- Shadow Minister pledges support for ‘innovative’ and ‘excellent’ charity
- Butterfly Reading Group faces uncertain future and could face problems similar to Peckham’s Kid’s Company
Michael Gove MP, the Shadow Secretary of State for Children, Schools & Families and Joanne Cash, the Conservative Parliamentary Candidate for Westminster North, both visited the charity Real Action’s Butterfly Reading Group in Queen’s Park and praised their ‘excellent’ work whilst urging the Government to provide greater support and backing for the project whose outlook is uncertain due to a funding squeeze.
The Butterfly Saturday Reading School teaches 150 children aged between five and 12 to read through phonics in classes held on Saturday mornings and also teaches adults literacy and English. The results are impressive for both children and adults. 30 one hour classes can advance a child’s reading ability by 13 months and a 16 week adult course can see adults with previously no English at all progress to an intermediate standard. Recent evidence also shows that improving children’s literacy is an effective long-term measure in cutting youth crime and anti-social behaviour.
The charity’s co-founder and Education Director Katie Ivens this week was named in the Evening Standard’s 1000 most influential people in London 2007 for her work on the scheme and in the wider community. However despite this and the project’s excellent track record, its future remains uncertain due to tightening purse strings and a lack of easily available funds.
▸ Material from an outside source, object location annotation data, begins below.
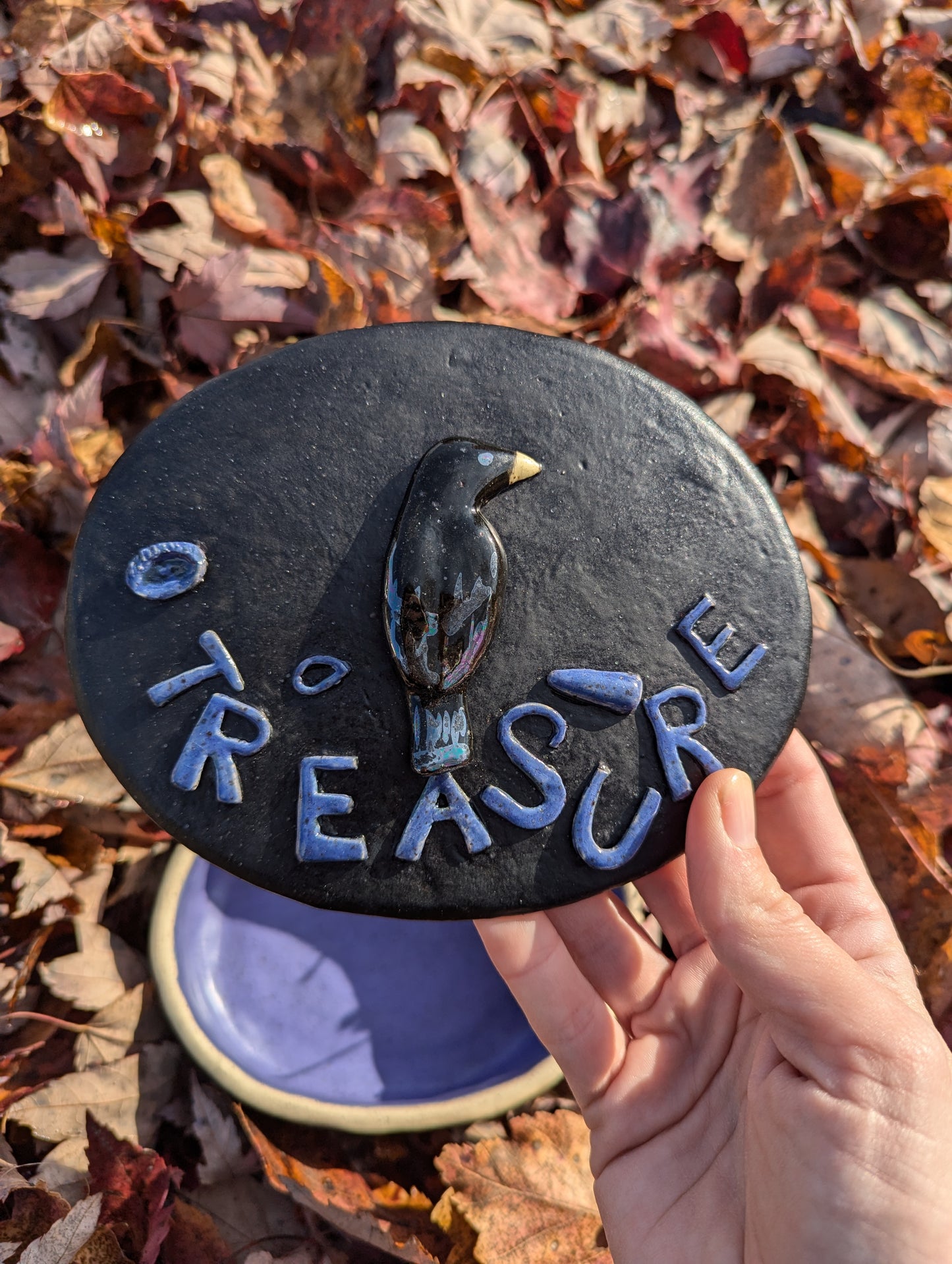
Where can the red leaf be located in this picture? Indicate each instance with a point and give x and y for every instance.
(726, 38)
(134, 1184)
(32, 578)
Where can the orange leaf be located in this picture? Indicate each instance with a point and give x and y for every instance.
(531, 1197)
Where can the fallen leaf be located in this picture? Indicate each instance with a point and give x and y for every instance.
(63, 764)
(98, 974)
(936, 514)
(342, 1197)
(32, 1213)
(62, 1240)
(499, 36)
(66, 1168)
(619, 34)
(907, 338)
(247, 202)
(774, 350)
(53, 285)
(38, 881)
(219, 1137)
(406, 151)
(11, 641)
(133, 1185)
(194, 1239)
(109, 1031)
(505, 265)
(123, 1096)
(531, 1196)
(247, 1210)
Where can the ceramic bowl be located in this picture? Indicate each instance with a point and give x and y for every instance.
(337, 1019)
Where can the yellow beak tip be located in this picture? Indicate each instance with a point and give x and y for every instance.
(524, 467)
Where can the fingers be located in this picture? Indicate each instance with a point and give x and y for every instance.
(563, 1008)
(826, 1012)
(802, 829)
(813, 854)
(665, 893)
(613, 953)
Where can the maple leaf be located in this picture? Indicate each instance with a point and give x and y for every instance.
(53, 285)
(505, 265)
(134, 1185)
(110, 1030)
(38, 881)
(98, 974)
(530, 1195)
(125, 1096)
(345, 1200)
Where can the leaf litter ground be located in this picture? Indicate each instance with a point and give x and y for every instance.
(750, 200)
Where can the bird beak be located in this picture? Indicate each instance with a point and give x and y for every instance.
(524, 467)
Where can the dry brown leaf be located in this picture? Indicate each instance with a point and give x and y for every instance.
(53, 285)
(98, 974)
(62, 1240)
(774, 350)
(344, 1199)
(530, 1197)
(219, 1137)
(109, 1031)
(66, 1168)
(123, 1096)
(63, 764)
(38, 881)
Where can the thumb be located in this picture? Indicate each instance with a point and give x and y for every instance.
(824, 1010)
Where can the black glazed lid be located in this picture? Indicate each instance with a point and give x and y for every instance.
(372, 501)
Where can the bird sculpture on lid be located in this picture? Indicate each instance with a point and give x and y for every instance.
(444, 586)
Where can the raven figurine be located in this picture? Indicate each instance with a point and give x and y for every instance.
(443, 590)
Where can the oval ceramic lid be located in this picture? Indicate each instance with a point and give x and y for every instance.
(335, 1019)
(434, 620)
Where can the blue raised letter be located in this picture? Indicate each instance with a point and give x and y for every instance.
(208, 742)
(671, 740)
(708, 653)
(312, 803)
(546, 779)
(616, 690)
(582, 826)
(426, 814)
(221, 665)
(338, 671)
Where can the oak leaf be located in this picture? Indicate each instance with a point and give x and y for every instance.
(38, 881)
(98, 974)
(62, 1240)
(219, 1137)
(109, 1031)
(936, 514)
(63, 764)
(125, 1096)
(530, 1196)
(53, 285)
(345, 1200)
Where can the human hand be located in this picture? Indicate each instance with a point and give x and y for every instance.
(777, 1095)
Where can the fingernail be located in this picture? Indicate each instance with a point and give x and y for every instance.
(736, 796)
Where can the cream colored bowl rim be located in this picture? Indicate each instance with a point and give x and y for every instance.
(405, 1118)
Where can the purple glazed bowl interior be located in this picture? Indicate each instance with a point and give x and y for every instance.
(344, 1008)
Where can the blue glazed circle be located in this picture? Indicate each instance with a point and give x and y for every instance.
(167, 569)
(343, 1008)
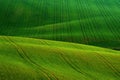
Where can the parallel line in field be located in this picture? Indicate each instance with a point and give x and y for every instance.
(28, 59)
(112, 67)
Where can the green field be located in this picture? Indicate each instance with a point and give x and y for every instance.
(59, 40)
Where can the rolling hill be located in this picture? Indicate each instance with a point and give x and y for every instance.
(59, 40)
(52, 60)
(93, 22)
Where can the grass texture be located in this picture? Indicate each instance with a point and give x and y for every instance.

Speaking at the charity’s home on the Mozart Estate, Michael Gove MP said: ‘After ten years of Labour and huge taxpayer expense in our education system, literacy standards in our schools remain unacceptably low. The Butterfly Reading Group’s excellent results working with kids from a range of backgrounds and nationalities shows how, with innovative teaching methods, real, tangible improvements in our children’s education can be achieved.’
Joanne, who has supported and followed the work of the charity since her selection earlier this year, said: ‘Katie Ivens and her team of volunteers provide the young people of Harrow Road and Queen’s Park with an opportunity to improve their education and life chances, an opportunity which many other children up and down the country do not have. The Government must do more to ensure that vital community projects such as this, which are the engine rooms of social mobility and future opportunity, have the funding and support they need to continue their excellent work.’
Ivens and the local parents and residents who run Real Action are desperate to continue the project and help more young people. But they’re worried about the future: ‘We celebrated ten years of the Butterfly project this year and hundreds of local children in that time have benefited from the scheme. All children want to read and all adults want to learn English and we want to be there to help them fulfil this desire. But when we look at our balance sheet and the problems of other high profile charities, like Kid’s Company, we fear for the future and wonder whether we will be around for another ten years. We badly need donations.’